The proliferation of GM crops has been stunning — unprecedented in the history of agriculture. Global GM plantings surged from nothing in 1995 to 250 million acres today. By 2004 in the United States, 80 percent of all soy and 45 percent of all corn — the two crops that prop up industrial food production — were GM. (Since then, the biofuel craze has almost certainly pushed those numbers up.)
Shockingly, according to a recent report (PDF), one company — Monsanto — owns the proprietary GM traits for more than 90 percent of the gene-altered corn, soy, cotton, and canola planted worldwide.
To get back to to the Times piece, Denise Caruso informs us of a recent study by the U.S. National Human Genome Research Institute and carried out by researchers around the globe.
“To their surprise,” Caruso writes, “researchers found that the human genome might not be a ‘tidy collection of independent genes’ after all, with each sequence linked to a specific function, such as a predisposition to diabetes or heart disease.”
Instead, she goes on, “genes appear to operate in a complex network, and interact and overlap with one another and other components in ways not fully understood.”
According to Caruso, the study directly challenges the basis for the whole biotech industry, including its Monsanto-dominated ag arm.
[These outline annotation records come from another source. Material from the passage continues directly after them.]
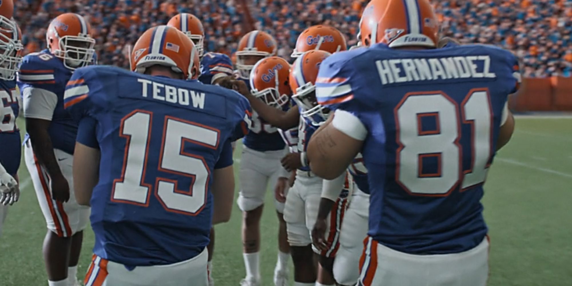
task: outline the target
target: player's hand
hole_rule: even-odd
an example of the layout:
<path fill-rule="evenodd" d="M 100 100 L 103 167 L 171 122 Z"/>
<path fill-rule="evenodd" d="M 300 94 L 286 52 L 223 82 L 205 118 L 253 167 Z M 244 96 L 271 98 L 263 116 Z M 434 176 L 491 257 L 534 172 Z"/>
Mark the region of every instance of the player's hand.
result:
<path fill-rule="evenodd" d="M 316 220 L 314 228 L 312 229 L 312 243 L 320 251 L 327 250 L 331 246 L 325 237 L 326 229 L 328 227 L 325 220 L 319 217 Z"/>
<path fill-rule="evenodd" d="M 7 173 L 0 174 L 0 204 L 13 205 L 20 197 L 18 182 Z"/>
<path fill-rule="evenodd" d="M 302 161 L 300 159 L 299 153 L 290 153 L 287 154 L 280 160 L 282 166 L 287 171 L 292 172 L 302 166 Z"/>
<path fill-rule="evenodd" d="M 278 178 L 276 186 L 274 187 L 274 197 L 279 202 L 286 202 L 286 186 L 288 178 L 284 177 Z"/>
<path fill-rule="evenodd" d="M 67 202 L 70 200 L 70 186 L 63 175 L 60 174 L 51 178 L 51 197 L 57 201 Z"/>

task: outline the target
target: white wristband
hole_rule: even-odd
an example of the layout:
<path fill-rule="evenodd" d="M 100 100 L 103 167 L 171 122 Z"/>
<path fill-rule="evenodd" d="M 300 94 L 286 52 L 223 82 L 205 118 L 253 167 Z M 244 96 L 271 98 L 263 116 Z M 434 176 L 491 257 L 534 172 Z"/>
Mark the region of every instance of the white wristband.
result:
<path fill-rule="evenodd" d="M 332 125 L 336 129 L 356 140 L 363 141 L 367 136 L 367 129 L 359 118 L 345 110 L 336 110 Z"/>
<path fill-rule="evenodd" d="M 345 172 L 333 180 L 324 180 L 322 184 L 321 197 L 336 201 L 344 188 Z"/>
<path fill-rule="evenodd" d="M 302 163 L 303 167 L 308 166 L 308 158 L 306 157 L 306 152 L 300 152 L 300 162 Z"/>

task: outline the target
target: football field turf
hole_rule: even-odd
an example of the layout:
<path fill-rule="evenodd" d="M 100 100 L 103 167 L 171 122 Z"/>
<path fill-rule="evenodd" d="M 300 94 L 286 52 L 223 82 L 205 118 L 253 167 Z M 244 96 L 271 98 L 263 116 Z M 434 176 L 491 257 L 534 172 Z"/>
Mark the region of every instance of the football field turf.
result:
<path fill-rule="evenodd" d="M 23 127 L 21 120 L 19 123 Z M 236 170 L 240 154 L 239 146 Z M 19 177 L 20 201 L 10 208 L 0 238 L 0 286 L 46 285 L 45 221 L 23 161 Z M 273 285 L 276 260 L 272 197 L 269 192 L 260 228 L 264 286 Z M 518 118 L 512 141 L 491 167 L 483 204 L 491 239 L 489 285 L 572 285 L 572 118 Z M 216 228 L 217 286 L 237 285 L 244 277 L 241 217 L 235 204 L 231 221 Z M 84 237 L 78 271 L 82 279 L 93 245 L 90 229 Z"/>

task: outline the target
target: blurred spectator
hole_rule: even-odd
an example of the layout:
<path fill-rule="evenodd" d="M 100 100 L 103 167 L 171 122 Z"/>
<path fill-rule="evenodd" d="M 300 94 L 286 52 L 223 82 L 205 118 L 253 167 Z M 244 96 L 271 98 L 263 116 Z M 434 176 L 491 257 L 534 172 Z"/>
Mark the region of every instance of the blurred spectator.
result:
<path fill-rule="evenodd" d="M 297 35 L 319 23 L 332 25 L 355 45 L 366 0 L 43 0 L 18 1 L 15 18 L 25 53 L 44 49 L 46 28 L 59 14 L 86 16 L 97 41 L 100 63 L 127 67 L 125 55 L 139 35 L 178 13 L 202 19 L 208 51 L 232 55 L 245 30 L 241 5 L 248 3 L 254 28 L 273 35 L 279 55 L 289 55 Z M 463 43 L 492 44 L 513 51 L 526 77 L 570 76 L 572 0 L 433 0 L 445 35 Z"/>

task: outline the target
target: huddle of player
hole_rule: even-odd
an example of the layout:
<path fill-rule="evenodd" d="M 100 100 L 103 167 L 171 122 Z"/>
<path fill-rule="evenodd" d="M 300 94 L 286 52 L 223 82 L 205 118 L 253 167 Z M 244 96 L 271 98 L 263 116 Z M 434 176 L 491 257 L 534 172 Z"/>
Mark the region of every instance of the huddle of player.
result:
<path fill-rule="evenodd" d="M 78 285 L 88 217 L 86 285 L 213 285 L 212 225 L 230 218 L 243 137 L 241 286 L 261 285 L 269 182 L 275 285 L 288 285 L 289 256 L 297 286 L 486 285 L 480 200 L 514 128 L 518 61 L 440 41 L 428 0 L 371 0 L 350 51 L 335 28 L 310 27 L 291 66 L 271 35 L 251 31 L 236 72 L 204 51 L 201 22 L 185 13 L 141 35 L 131 71 L 92 65 L 90 27 L 73 13 L 50 24 L 47 49 L 22 59 L 13 9 L 0 3 L 0 144 L 13 151 L 0 154 L 0 202 L 19 196 L 17 81 L 49 285 Z"/>

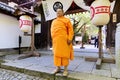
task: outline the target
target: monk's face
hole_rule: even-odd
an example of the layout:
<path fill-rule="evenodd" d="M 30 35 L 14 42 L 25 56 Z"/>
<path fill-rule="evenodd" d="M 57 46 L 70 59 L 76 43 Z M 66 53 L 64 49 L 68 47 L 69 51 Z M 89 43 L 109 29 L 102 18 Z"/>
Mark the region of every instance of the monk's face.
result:
<path fill-rule="evenodd" d="M 64 15 L 64 11 L 62 9 L 57 9 L 57 17 L 62 17 Z"/>

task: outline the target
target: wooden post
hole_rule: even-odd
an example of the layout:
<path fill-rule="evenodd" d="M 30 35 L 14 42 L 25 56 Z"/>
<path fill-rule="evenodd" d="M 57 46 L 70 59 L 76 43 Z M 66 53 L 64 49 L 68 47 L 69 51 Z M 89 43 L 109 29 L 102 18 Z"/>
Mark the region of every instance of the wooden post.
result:
<path fill-rule="evenodd" d="M 103 58 L 102 26 L 99 26 L 99 58 Z"/>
These companies operate under the assumption that they can identify a gene, patent it, and splice it into a plant organism, and control precisely how the modified organism will behave in the field.
But if the new research is correct, Monsanto really has no idea what its Roundup Ready soy or Bt-corn (corn spliced with the Bacillus thuringiensis gene toxic to beetles) will really do when planted by the millions of acres in fields.
Of course, the industry has an easy answer to this concern: we’ve already increased plantings to a quarter-billion acres in ten years, and everything’s fine! Or as reliable industry hack (and former FDA official) Henry I. Miller told Caruso, “both theory and experience confirm the extraordinary predictability and safety of gene-splicing technology and its products.”
But for 40 years, food-industry execs have been saying the same thing about the processed, “enriched” junk they churn out, even as incidence of diet-related health maladies surges.
In reality, we have no idea what sort of long-term effect all of those gene-altered corn, soy, and cotton plants are having on ecosystems.